I would recommend loading a staging table on the destination server and then merge the results into a target table on the destination server. If you need to run any hygiene rules, then you could do this via stored procedure since you are bound to get better performance than through SSIS data flow transformation tasks. Besides, deduping is generally a multi-step process. You may want to dedupe on:
- Distinct lines.
- Distinct groups of columns like First Name, Last Name, Email Address, etc.
- You may want to dedupe against an existing target table. If that's the case, then you may need to include NOT EXISTS or NOT IN statements. Or you may want to update the original row with new values. This usually is best served with a MERGE statement and a subquery for the source.

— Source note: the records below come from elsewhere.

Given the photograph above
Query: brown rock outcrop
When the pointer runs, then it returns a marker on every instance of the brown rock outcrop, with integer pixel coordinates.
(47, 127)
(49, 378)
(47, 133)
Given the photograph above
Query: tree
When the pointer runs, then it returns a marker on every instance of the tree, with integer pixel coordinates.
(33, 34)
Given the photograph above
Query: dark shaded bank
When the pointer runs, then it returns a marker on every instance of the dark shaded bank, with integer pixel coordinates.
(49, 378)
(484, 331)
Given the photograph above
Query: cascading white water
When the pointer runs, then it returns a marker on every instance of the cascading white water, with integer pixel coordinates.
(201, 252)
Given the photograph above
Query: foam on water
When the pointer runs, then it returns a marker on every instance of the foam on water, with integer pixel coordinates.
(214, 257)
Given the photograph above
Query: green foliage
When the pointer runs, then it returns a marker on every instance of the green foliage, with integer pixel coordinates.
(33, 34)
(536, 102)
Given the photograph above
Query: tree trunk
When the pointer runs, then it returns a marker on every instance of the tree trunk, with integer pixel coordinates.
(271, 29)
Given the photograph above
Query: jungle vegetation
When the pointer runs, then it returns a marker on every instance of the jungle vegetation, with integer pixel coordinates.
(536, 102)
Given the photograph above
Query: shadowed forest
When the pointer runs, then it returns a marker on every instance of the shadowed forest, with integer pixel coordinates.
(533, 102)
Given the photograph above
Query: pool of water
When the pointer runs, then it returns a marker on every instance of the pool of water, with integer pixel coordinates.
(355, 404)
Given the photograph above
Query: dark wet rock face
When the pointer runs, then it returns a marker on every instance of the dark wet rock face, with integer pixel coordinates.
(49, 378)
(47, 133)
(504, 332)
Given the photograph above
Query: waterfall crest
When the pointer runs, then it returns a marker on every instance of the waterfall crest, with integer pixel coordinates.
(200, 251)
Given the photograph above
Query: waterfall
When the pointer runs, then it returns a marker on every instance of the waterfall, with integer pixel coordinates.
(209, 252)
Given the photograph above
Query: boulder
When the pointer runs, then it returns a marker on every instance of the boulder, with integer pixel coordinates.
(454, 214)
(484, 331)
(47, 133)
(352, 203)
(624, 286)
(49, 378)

- Take the first or last row of a particular pattern. For instance, you may want the last row entered in the file for each occurrence of an email address or phone number. I usually rely on CTE's with ROW_NUMBER() to generate sequential order and reverse order columns like in the folling sample:
.
WITH
sample_records
( email_address
, entry_date
, row_identifier
)
AS
(
SELECT '[email protected]'
, '2009-10-08 10:00:00'
, 1
UNION ALL
SELECT '[email protected]'
, '2009-10-08 10:00:01'
, 2
UNION ALL
SELECT '[email protected]'
, '2009-10-08 10:00:02'
, 3
UNION ALL
SELECT '[email protected]'
, '2009-10-08 10:00:00'
, 4
UNION ALL
SELECT '[email protected]'
, '2009-10-08 10:00:00'
, 5
)
, filter_records
( email_address
, entry_date
, row_identifier
, sequential_order
, reverse_order
)
AS
(
SELECT email_address
, entry_date
, row_identifier
, 'sequential_order' = ROW_NUMBER() OVER (
PARTITION BY email_address
ORDER BY row_identifier ASC)
, 'reverse_order' = ROW_NUMBER() OVER (
PARTITION BY email_address
ORDER BY row_identifier DESC)
FROM sample_records
)
SELECT email_address
, entry_date
, row_identifier
FROM filter_records
WHERE reverse_order = 1
ORDER BY email_address;
There are lots of options for you on deduping files, but ultimately I recommend handling this in a stored procedure once you have loaded a staging table on the destination server. After you cleanse the data, then you can either MERGE or INSERT into your final destination.